Greek faces tough conditions under deal with euro zone
Updated: 2015-07-14 09:56
Greek Prime Minister Alexis Tsipras arrives in his car at a euro zone leaders summit in Brussels, Belgium, in this July 12, 2015 file photo. [Photo/Agencies]
BRUSSELS/ATHENS - Euro zone leaders made Greece surrender much of its sovereignty to outside supervision on Monday in return for agreeing to talks on an 86 billion euro bailout to keep the near-bankrupt country in the single currency.
Just hours after the deal was settled in marathon all-night talks, doubts were already emerging about whether leftwing Prime Minister Alexis Tsipras would be able to hold his government together long enough to implement any bailout.
The terms imposed by international lenders led by Germany in all-night talks at an emergency summit obliged Tsipras to abandon promises of ending austerity and could fracture his government and cause an outcry in Greece.
"Clearly the Europe of austerity has won," Greece's Reform Minister George Katrougalos said.

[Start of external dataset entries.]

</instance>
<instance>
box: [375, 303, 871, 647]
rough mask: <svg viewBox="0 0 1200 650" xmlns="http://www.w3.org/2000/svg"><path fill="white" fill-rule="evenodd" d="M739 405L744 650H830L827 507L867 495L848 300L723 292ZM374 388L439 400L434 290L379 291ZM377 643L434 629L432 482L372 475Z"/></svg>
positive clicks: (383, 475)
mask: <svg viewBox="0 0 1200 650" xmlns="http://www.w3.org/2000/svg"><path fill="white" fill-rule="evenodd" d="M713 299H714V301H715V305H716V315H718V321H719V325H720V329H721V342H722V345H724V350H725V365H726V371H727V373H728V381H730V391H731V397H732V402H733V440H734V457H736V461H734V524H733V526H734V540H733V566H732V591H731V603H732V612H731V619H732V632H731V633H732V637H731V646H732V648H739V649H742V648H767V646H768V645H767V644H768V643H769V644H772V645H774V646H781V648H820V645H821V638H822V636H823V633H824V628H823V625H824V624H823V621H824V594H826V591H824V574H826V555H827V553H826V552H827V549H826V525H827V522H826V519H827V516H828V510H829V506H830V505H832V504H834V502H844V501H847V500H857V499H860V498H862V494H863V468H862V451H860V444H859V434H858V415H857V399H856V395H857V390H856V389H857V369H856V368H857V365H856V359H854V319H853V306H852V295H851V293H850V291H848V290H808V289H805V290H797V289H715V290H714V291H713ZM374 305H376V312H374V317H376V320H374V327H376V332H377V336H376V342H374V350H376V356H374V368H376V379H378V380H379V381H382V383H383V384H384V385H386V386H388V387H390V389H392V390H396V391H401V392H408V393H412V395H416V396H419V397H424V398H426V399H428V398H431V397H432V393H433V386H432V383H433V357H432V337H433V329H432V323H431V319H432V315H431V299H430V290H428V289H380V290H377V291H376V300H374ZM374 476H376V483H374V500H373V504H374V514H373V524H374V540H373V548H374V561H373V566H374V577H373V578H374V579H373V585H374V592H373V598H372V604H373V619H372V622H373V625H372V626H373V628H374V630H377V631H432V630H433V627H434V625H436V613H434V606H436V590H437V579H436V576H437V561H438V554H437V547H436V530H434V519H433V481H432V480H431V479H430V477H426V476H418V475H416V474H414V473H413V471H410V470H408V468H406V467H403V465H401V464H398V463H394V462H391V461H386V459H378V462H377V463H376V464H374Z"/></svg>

"Either we are going to accept these draconian measures or it is the sudden death of our economy through the continuation of the closure of the banks. So it is an agreement that is practically forced upon us," he told BBC radio.
If the summit on Greece's third bailout had failed, Athens would have been staring into an economic abyss with its banks on the brink of collapse and the prospect of having to print a parallel currency and exit the euro.
"The agreement was laborious, but it has been concluded. There is no Grexit," European Commission President Jean-Claude Juncker told a news conference after 17 hours of bargaining.